Я был обездвижен, не мог даже повернуться на бок. Мне было горько и досадно находиться в таком беспомощном положении. Но до чего же горько было слышать оскорбления от этих троих! Они оказались фабричными рабочими. Обычные трудовые люди, но какие недалекие, грубые и невоспитанные.
Они стали ругать органы правопорядка, громко рассказывая анекдоты про милиционеров, курьезные случаи и факты превышения должностных полномочий. То хохотали, то сквернословили.

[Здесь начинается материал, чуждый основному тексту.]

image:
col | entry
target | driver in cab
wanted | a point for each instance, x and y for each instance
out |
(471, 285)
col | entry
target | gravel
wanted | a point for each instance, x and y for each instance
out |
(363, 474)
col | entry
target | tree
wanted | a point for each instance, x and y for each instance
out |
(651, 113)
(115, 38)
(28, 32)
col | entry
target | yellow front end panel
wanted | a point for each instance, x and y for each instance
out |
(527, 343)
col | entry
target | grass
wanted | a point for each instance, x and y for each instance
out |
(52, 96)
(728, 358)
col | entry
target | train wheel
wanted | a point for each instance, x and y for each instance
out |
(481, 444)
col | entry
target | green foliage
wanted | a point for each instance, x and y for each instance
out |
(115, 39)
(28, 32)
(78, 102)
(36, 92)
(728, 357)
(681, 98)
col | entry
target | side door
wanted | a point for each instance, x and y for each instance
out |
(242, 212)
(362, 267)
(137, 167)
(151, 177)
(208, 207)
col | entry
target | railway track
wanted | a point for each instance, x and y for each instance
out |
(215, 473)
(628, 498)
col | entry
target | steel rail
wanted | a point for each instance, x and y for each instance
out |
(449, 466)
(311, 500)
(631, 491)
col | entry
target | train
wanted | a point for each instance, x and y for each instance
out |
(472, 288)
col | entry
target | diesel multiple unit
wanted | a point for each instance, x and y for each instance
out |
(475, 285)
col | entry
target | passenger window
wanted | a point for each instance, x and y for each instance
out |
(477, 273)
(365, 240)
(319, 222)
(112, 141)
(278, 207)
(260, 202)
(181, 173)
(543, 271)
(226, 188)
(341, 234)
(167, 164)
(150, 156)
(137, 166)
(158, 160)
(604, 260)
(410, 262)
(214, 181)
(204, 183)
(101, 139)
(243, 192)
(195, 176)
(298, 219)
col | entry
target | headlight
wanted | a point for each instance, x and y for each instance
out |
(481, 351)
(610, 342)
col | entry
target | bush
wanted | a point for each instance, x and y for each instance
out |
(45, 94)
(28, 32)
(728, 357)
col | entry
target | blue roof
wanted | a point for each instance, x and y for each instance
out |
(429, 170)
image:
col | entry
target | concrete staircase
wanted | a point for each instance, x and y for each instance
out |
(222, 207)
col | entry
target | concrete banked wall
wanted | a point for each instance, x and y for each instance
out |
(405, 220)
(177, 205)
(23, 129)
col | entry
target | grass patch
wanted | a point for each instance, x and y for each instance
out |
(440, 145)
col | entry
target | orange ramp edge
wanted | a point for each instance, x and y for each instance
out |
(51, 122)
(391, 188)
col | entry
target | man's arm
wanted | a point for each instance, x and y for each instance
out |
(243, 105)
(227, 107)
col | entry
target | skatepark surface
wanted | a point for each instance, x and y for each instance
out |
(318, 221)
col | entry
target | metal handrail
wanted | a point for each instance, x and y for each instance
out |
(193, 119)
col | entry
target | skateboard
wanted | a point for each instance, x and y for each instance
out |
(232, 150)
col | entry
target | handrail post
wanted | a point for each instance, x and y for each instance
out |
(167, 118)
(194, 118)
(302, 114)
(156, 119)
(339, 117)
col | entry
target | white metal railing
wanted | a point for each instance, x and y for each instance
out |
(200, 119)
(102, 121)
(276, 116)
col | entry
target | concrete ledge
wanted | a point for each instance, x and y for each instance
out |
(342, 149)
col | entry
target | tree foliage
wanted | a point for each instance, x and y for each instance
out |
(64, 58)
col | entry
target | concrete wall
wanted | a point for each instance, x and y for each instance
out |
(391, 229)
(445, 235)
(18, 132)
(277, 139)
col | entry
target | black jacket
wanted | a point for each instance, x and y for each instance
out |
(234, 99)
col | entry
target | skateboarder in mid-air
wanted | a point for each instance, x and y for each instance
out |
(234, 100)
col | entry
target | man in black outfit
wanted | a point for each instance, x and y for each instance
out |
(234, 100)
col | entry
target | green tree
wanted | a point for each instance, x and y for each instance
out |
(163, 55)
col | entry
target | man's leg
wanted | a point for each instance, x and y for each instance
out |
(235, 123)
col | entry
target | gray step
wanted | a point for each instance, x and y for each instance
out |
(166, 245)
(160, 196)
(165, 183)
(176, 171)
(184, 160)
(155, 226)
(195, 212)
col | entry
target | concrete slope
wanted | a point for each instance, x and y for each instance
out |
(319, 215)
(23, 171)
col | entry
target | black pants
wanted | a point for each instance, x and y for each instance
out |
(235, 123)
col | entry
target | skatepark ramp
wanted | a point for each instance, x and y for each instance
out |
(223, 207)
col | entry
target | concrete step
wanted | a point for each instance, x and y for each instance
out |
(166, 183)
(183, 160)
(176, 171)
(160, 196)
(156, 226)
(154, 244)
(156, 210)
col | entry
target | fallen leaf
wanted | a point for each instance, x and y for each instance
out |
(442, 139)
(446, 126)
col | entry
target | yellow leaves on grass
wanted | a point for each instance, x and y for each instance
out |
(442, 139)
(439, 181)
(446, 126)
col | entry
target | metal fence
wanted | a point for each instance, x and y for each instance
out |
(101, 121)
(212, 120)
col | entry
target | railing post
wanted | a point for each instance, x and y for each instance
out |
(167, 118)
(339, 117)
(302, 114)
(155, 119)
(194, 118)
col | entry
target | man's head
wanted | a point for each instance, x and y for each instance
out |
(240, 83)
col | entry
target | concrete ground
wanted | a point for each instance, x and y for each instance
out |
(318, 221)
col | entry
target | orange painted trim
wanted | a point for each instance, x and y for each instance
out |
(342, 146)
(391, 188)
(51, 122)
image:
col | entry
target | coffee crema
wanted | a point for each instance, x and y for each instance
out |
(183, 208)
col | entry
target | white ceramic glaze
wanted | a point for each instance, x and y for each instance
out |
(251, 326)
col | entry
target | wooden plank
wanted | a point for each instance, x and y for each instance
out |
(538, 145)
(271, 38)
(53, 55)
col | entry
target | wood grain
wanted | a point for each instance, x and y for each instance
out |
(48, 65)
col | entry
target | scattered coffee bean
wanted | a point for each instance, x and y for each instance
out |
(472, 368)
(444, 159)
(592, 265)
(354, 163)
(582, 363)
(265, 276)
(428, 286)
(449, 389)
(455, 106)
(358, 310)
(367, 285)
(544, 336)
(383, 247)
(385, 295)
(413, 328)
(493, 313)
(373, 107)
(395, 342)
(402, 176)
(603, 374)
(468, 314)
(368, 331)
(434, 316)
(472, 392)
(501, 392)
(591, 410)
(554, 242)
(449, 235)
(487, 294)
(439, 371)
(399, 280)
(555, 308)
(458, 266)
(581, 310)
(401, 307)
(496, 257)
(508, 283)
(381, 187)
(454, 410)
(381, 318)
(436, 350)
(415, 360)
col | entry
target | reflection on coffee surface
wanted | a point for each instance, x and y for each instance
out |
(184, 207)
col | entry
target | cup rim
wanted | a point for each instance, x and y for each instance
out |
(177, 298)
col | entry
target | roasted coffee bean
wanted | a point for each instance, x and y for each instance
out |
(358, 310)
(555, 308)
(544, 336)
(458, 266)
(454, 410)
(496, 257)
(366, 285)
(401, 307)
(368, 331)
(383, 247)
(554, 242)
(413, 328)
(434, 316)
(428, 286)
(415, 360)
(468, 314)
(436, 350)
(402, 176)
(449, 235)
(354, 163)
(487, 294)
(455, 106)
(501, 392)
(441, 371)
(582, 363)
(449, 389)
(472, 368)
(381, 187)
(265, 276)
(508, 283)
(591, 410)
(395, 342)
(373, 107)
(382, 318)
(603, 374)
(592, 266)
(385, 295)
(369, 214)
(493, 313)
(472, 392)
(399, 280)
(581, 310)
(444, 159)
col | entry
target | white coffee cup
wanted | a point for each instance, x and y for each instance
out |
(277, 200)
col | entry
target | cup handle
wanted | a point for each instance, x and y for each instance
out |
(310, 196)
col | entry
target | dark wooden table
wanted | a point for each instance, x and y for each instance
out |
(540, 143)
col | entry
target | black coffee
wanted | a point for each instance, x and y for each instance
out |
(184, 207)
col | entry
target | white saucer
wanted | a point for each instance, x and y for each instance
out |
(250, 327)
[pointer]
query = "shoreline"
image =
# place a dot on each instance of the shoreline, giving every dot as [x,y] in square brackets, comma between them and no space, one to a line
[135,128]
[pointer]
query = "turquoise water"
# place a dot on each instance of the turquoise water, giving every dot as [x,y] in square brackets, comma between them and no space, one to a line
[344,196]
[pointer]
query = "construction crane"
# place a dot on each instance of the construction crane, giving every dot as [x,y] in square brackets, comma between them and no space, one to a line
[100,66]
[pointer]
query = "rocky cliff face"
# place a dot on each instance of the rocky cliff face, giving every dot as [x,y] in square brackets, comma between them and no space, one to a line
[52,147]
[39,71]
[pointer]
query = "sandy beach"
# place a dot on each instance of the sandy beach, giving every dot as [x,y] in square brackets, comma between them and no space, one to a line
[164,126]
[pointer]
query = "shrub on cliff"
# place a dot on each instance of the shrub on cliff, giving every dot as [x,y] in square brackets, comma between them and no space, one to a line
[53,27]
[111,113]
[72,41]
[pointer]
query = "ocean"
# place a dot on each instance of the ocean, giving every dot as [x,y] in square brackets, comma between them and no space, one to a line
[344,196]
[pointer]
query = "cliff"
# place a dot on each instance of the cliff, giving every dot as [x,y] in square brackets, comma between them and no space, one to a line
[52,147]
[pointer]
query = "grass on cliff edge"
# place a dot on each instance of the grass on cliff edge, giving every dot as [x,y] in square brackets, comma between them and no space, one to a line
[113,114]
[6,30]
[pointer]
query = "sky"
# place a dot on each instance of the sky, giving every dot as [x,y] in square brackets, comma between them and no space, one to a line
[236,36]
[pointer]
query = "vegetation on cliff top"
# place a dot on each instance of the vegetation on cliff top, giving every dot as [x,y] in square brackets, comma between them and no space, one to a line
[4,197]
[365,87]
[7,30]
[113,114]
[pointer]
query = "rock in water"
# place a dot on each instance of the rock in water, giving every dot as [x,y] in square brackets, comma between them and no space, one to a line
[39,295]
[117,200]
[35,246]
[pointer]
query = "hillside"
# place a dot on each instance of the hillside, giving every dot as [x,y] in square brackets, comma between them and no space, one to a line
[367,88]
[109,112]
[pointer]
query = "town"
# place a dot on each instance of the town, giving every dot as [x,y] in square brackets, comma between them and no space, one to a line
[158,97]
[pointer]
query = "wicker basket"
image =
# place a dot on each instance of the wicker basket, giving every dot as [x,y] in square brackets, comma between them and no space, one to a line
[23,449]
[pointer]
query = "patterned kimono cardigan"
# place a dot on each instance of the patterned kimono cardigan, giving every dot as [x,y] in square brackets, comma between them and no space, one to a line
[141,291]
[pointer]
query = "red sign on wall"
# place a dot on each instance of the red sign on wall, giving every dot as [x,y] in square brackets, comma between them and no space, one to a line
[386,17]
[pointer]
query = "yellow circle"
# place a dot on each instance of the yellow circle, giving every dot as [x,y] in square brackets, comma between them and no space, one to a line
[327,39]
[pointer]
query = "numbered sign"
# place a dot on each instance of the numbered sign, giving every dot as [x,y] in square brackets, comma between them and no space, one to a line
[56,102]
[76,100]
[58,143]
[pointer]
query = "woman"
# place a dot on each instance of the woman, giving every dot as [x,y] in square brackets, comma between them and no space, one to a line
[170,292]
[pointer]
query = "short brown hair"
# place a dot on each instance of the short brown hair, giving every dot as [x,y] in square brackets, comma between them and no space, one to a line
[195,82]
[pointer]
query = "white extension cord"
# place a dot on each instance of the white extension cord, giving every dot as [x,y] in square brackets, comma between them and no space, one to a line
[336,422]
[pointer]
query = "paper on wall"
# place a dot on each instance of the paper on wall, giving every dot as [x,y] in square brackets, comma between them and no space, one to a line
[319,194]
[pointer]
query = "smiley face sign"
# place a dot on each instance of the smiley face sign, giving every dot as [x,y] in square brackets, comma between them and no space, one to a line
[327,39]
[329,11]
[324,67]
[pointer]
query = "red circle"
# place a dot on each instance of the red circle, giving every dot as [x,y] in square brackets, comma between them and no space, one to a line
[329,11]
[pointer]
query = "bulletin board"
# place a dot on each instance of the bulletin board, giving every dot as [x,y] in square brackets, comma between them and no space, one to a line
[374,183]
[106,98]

Они презирали меня за мой выбор. И отказались помогать мне. Никто из них не выполнил ни одной моей просьбы – даже позвать медсестру, подать чашку или поднять соскользнувшее на пол одеяло. Тоска и печаль. К этому прибавилось одиночество, потому что меня никто не навещал – некому было. Мне пришлось довольствоваться лишь унылой больничной едой, а домашней меня никто ни разу не угостил.
Никогда я не забуду тех дней, проведенных в больнице… Но я не мог знать, что и вся моя дальнейшая жизнь потечет подобным образом. Я буду сталкиваться с неприятностями чаще, чем обычные люди. Всевозможные затруднения и скверные обстоятельства будут сопровождать меня месяц за месяцем, год за годом. А радости обойдут стороной.
Когда я поправился и вернулся на службу, со мной стряслась новая беда, посерьезней прежней.
Ко мне в общежитие приехал двоюродный брат. Появился неожиданно. Я лежал на кровати, читал книгу, и вдруг входит мой родственник и показывает командировочное удостоверение. И говорит: "Командировочка на три дня! Послезавтра уезжаю. Понимаешь? Чего молчишь? Давай вспрыснем встречу!"
При себе у него было две бутылки вина.